One such case recently came to us, where Suresh (name changed) was deceived by an advisor and suffered heavy losses.
Fortunately, in this case, the victim contacted our team in time, and with our support, he was able to recover nearly 50% of his losses.

How It All Started
Suresh received a call from Trade Wealth, claiming to be a SEBI-registered advisory specializing in stock options. To gain his trust, they gave him a demo trade, where he earned about ₹1,000 profit.
Soon after, they pressured him to register for their services. On seeing his portfolio in a negative of ₹30,000, they assured him that with their guidance, he could make daily profits.
Suresh was asked to pay ₹10,000 initially, after which they conducted 1–2 trades that failed to yield any results.
The advisory then demanded the full payment of fees, promising ₹1 lakh guaranteed profit if he complied.
Misleadingly, they:
- Forced him into trades.
- Collected ₹75,000 as fees.
- Made him hold risky positions without any stop loss.
- Even gave him commodity tips despite no margin in his account.

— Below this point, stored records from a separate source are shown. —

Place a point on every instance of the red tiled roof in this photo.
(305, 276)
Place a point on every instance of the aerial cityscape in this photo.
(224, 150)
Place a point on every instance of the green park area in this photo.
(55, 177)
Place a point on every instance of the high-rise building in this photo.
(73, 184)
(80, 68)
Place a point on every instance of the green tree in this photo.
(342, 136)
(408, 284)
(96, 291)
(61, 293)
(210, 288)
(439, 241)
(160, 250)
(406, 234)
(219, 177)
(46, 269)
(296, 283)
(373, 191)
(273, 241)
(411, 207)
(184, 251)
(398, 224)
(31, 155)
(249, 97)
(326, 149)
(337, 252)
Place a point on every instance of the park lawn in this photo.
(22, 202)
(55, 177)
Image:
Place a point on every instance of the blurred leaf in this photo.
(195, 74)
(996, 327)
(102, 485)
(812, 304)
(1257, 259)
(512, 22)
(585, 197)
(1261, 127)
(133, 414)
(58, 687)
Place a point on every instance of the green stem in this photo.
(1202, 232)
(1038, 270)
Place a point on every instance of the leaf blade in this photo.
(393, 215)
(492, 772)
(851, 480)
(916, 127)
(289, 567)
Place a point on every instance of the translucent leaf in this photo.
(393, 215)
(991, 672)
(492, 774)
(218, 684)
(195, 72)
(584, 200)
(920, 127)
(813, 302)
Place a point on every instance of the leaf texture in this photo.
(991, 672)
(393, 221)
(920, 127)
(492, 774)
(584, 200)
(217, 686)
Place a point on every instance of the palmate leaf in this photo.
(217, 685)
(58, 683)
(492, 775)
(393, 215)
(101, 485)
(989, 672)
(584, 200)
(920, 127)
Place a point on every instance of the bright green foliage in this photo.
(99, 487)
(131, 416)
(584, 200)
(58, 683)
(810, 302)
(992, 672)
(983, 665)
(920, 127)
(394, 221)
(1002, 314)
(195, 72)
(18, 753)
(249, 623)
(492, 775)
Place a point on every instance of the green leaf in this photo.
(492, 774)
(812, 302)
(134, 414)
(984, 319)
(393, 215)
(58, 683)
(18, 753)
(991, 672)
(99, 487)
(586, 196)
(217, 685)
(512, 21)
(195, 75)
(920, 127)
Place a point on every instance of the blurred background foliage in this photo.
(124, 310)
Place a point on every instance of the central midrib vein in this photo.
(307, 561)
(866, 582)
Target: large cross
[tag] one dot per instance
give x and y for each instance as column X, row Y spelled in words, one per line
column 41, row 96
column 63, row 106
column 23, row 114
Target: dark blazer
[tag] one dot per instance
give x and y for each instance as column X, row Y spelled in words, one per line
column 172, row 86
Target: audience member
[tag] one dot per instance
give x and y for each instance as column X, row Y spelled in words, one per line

One particular trade – a 72 call option sold at 23 – was held the entire month without proper risk management. Eventually, it became zero, leaving him with a ₹1,00,000 trading loss in addition to the high fees.
Violations of SEBI Rules
Despite being registered, the advisory clearly violated SEBI’s regulations, which prohibit:
- Promising or guaranteeing profits.
- Forcing clients to pay extra fees.
- Advising trades without proper stop loss or risk management.
- Giving services unsuitable for the client’s profile (e.g., commodity tips without margin).
- Charging high fees without transparency.
Unfortunately, like many retail investors, Suresh was unaware of these rights and rules.
How Our Team Stepped In?
By the time Suresh reached us, his total loss had crossed ₹1.75 lakh (₹75,000 fees + ₹1,00,000 trading loss).
Our team carefully documented all proofs – calls, emails, and trading records – and initiated a formal complaint on the SEBI SCORES portal.
After months of follow-ups and direct communication with both SEBI and the advisory, we managed to secure a partial recovery.
- Total Fees Paid: ₹75,000
- Trading Loss: ₹1,00,000
- Total Loss: ₹1,75,000+
- Recovery Secured: ₹50,000
- 1st Instalment: ₹35,000 (received)
- 2nd Instalment: ₹15,000 (pending)
A Recovery with a Lesson
While Suresh could not recover his entire loss, getting back ₹50,000 was a meaningful success in a case where most victims usually end up empty-handed.
This case highlights key lessons for all traders and investors:
- Registration doesn’t guarantee ethics – check track record and reviews too.
- Guaranteed profits = biggest red flag.
- Always use the SEBI SCORES portal in case of disputes.
- Keep every piece of evidence – it makes recovery possible.
Thanks to persistence and the right approach, Suresh was able to recover part of his losses and regain confidence in the regulatory system.